NY Common sticks with PE amid scandal investigation

The pension’s $200m commitment to Hellman & Friedman, is evidence that it plans to continue to back private equity funds despite an ongoing pay-to-play investigation.

The New York State Common Retirement Fund disclosed that it committed $200 million to Hellman & Friedman’s seventh fund, which closed in October after collecting $8.8 billion.

Hellman & Friedman did not use a placement agent to solicit the investment from New York Common, which made the commitment in September. The firm’s seventh fund is focusing on investments between $300 million and $1.2 billion, primarily in the US and Europe.

The $116.5 billion pension has been in the center of a pay-to-play scandal under which political operatives allegedly strong-armed investment firms to pay them in exchange for commitments from the pension.

Related investigations over pension pay-to-play have sprung up in New Mexico and California.

In the wake of the scandal becoming public knowledge in March, New York Common initiated several reforms to try and prevent similar behavior for happening again. The pension banned the use of placement agents by investment firms seeking commitments and initiated a review of its investments.

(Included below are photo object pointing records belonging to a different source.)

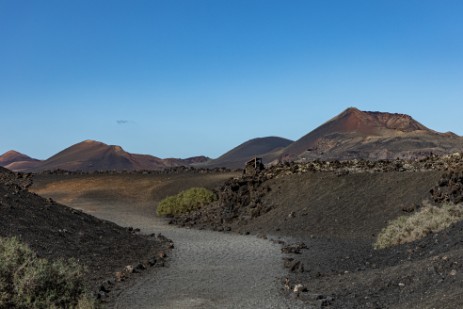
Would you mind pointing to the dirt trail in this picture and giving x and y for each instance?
(206, 269)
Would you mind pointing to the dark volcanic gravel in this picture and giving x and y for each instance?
(56, 231)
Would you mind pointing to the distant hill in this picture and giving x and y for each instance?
(356, 134)
(91, 155)
(257, 147)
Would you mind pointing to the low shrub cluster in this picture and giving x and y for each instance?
(185, 201)
(429, 219)
(27, 281)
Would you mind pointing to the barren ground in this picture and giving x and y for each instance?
(206, 270)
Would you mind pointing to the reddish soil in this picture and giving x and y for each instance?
(56, 231)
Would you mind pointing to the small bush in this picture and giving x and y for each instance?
(429, 219)
(185, 201)
(27, 281)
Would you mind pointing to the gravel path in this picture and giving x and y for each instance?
(207, 270)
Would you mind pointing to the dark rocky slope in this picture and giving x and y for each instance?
(56, 231)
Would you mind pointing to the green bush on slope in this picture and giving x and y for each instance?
(429, 219)
(27, 281)
(185, 201)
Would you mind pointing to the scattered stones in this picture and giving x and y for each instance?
(295, 248)
(299, 288)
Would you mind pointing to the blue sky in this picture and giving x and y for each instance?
(182, 78)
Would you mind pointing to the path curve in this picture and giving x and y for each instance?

New York Attorney General Andrew Cuomo recently introduced legislation that would convert New York’s single-fiduciary pension model into a board structure. The pension is currently overseen by New York Comptroller Thomas DiNapoli.

The US Securities and Exchange Commission is considering a nation-wide ban on the use of placement agents by investment firms to solicit investments from public pensions.

Amid the clamor of the scandal, New York Common has continued to invest in private equity. The pension committed $100 million to TA Associates eleventh fund in July and $50 million to Falcon Strategic Partners, targeting $750 million, in June. TA XI closed on $4 billion in August.